Get guided upgrade suggestions that fix the most vulnerabilities with the fewest package version changes.

USE CASE 4

Run license scanning to confirm your dependencies comply with your project's licensing rules.

Tech stack

Go

Getting it running

Difficulty · easy Time to first run · 5min

Download the prebuilt binary and run a single command pointing at your project directory.

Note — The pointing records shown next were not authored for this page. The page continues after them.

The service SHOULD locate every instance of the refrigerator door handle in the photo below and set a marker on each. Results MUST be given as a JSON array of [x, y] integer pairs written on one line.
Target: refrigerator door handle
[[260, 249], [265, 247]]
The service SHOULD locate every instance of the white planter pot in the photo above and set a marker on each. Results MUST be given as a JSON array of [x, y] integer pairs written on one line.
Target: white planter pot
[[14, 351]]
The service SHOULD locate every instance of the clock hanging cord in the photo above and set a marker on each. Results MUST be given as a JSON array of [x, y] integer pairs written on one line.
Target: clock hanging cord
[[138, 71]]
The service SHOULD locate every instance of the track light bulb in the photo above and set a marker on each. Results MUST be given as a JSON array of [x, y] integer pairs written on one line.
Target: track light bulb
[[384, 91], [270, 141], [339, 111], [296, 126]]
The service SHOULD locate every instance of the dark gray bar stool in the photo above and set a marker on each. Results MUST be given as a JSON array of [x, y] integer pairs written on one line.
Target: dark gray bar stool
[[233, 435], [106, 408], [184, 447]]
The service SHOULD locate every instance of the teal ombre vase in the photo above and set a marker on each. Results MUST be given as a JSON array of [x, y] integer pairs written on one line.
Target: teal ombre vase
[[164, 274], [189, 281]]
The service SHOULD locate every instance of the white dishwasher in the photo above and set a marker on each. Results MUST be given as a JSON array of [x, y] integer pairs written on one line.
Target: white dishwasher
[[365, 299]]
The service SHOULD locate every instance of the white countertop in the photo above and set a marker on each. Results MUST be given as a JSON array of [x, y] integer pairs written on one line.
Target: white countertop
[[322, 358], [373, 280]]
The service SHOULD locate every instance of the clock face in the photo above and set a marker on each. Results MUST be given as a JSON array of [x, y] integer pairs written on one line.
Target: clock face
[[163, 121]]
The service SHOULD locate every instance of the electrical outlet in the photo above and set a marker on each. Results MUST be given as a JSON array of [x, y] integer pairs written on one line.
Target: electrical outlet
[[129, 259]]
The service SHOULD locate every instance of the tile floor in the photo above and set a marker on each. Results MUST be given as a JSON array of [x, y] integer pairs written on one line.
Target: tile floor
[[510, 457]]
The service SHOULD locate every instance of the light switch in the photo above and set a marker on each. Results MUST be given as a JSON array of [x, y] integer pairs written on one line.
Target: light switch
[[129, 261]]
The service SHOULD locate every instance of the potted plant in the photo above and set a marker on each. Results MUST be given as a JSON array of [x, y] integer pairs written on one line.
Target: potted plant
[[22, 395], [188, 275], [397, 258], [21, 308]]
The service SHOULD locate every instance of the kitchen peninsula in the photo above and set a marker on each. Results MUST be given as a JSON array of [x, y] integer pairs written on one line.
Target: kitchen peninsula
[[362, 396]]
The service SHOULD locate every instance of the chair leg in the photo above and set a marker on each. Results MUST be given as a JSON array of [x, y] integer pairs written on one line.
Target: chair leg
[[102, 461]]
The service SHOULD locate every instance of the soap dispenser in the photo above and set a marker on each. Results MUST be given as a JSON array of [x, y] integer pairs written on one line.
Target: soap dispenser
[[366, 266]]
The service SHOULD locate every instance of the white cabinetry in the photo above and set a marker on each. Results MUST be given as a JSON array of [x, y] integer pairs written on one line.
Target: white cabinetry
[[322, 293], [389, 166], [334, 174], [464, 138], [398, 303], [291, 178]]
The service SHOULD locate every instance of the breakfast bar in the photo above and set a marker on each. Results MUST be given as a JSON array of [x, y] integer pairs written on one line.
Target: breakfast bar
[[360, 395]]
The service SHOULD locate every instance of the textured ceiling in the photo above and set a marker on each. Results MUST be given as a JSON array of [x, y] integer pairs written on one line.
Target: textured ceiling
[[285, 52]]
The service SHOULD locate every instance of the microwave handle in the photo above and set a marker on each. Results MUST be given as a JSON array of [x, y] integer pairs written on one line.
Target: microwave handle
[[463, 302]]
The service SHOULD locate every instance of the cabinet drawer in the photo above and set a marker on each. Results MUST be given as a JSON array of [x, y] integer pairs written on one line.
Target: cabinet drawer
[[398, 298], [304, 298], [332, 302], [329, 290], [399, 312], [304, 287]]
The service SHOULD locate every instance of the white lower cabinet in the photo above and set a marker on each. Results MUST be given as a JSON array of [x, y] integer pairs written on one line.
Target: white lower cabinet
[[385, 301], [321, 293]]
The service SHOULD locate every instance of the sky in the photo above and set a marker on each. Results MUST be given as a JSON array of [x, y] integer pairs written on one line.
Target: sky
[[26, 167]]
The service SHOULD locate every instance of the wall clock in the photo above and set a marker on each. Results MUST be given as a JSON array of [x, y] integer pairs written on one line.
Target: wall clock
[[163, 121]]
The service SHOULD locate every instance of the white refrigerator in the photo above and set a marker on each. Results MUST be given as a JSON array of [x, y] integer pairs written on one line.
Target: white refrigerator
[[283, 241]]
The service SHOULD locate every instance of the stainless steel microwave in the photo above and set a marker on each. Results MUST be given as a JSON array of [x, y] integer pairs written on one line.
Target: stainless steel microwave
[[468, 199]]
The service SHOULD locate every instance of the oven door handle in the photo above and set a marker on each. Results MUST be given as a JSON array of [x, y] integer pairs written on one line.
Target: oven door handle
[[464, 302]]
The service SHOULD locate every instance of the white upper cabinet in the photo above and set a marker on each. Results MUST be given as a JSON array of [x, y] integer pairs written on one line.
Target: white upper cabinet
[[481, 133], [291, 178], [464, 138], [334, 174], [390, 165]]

Open source from Google, free to use for any purpose including commercial projects.

In plain English

OSV-Scanner is a free, open source tool from Google that checks your software project for known security vulnerabilities in its dependencies. When you build a software project, you rely on dozens or hundreds of external packages written by others. Any of those packages might have a known security flaw. OSV-Scanner scans your project's dependency files and cross-references them against a public database of vulnerabilities called OSV.dev. The tool supports a wide range of programming languages including Python, JavaScript, Go, Java, Ruby, Rust, PHP, and others. It reads common dependency files like package.json, go.mod, and pom.xml automatically when you point it at a directory. Beyond code, it can also scan Linux operating system packages and container images, checking each layer of a container for vulnerable packages. A few features stand out. Guided remediation suggests specific package version upgrades that would fix the most vulnerabilities with the least disruption. License scanning checks whether your dependencies use licenses that are compatible with your project's rules. Offline mode lets you scan without an internet connection after downloading a local copy of the vulnerability database. There is also call analysis, which checks whether your code actually calls the vulnerable function in a package, reducing alerts that would not affect you in practice. The underlying OSV.dev database is open and draws from authoritative sources including GitHub Security Advisories and ecosystem-specific advisory databases. Anyone can propose corrections, which keeps the data quality high. Installation involves downloading a prebuilt binary from the releases page or building from source with Go. Running a scan is a single command pointing at your project directory.

Copy-paste prompts

Prompt 1
Using osv-scanner, scan my Go project at ./myapp and show me all high-severity vulnerabilities in its dependencies.
Prompt 2
I have a Docker image called myapp:latest. Walk me through using osv-scanner to scan every layer of that image for vulnerable packages.
Prompt 3
Show me how to run osv-scanner in offline mode after downloading a local copy of the vulnerability database.
Prompt 4
Using osv-scanner's call analysis feature, explain how to check whether my code actually calls into a vulnerable function rather than just having the package installed.
Prompt 5
How do I integrate osv-scanner into a GitHub Actions CI pipeline so every pull request is automatically checked for new vulnerabilities?